Mickey broke the connection after Bolinski said something else.

“The Bull says he’s glad to hear you’re okay.”

“That’s nice of him.”

Mickey pushed another button on his worldwide telephone and put it to his ear.

“Hi, Mom!” he began. “How you doing?”

He spoke with his mother for five minutes, then handed the cellular to Matt.

“You want to call your mom?”

“Not particularly.”

“She’s your mother, for Christ’s sake. Call her.”

Matt called his mother and told her that he was fine, thank you, and that he was going to Paris tomorrow night with Mickey O’Hara.

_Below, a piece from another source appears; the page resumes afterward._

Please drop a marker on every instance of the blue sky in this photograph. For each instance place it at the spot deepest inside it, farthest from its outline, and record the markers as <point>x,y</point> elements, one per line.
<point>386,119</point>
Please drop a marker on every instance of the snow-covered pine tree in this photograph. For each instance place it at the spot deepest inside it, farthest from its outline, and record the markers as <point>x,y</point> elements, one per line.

When Air France Flight 2110 deposited them at Charles de Gaulle International Airport in Paris the second morning later, French customs showed great interest in Mr. O’Hara’s brand-new luggage-a last-minute purchase after Matt suggested that if they were going to be gone a couple of weeks Mickey would need more space than his zipper bag with the Philadelphia 76ers logotype would provide-and went through it suspiciously before gesturing they could pass.

Outside Customs, a man in a chauffeur’s cap was waiting for them, holding a sign lettered “M. O’Hara.”

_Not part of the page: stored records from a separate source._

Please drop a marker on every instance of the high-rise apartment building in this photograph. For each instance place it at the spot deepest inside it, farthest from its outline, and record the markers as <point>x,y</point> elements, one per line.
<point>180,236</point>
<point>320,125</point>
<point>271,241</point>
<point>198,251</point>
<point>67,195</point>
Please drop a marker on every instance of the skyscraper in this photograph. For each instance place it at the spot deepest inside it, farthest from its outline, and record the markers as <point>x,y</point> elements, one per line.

He drove them, in a new Mercedes, to the George V Hotel, where they were installed in a two-bedroom, two-bath, sitting room suite on a corner of the building. From two windows in the sitting room, if they looked carefully, they could see the Champs Elysees, a block away.

They unpacked their luggage and then walked over to the Champs Elysees, took a quick look at the Arc de Triomphe at the other end, and went in search of breakfast.

Then they went to the U.S. Embassy at the foot of the hill, where-after Mickey threatened him with calling Pennsylvania’s junior senator right then and on his worldwide telephone-the press officer somewhat reluctantly promised to be prepared to give him the latest developments vis-a-vis the extradition of Isaac Festung once a day when Mickey called.

As they left the embassy, Matt said they were within walking distance of two famous Paris landmarks, the Louvre Museum and Harry’s New York Bar.

“Let’s take a quick look at the museum,” Mickey said. “Just so we can say we saw it. And then we’ll go to the bar and hoist a few.”

They went into the museum a few minutes before eleven and left a few minutes more than eight hours later, when at closing time three museum guards-immune to Mickey’s argument that he was the press, for Christ’s sake, and entitled to a little consideration-escorted them out.

He immediately announced to Matt that they were going to have to come back tomorrow.

“I could spend all goddamn day in there just looking at Venus de Milo,” Mickey said.

They called their respective maternal parents while sitting at the bar in Harry’s. When Matt told his mother they had spent most of the day in the Louvre, and had only minutes before arrived at Harry’s Bar, she chuckled knowingly.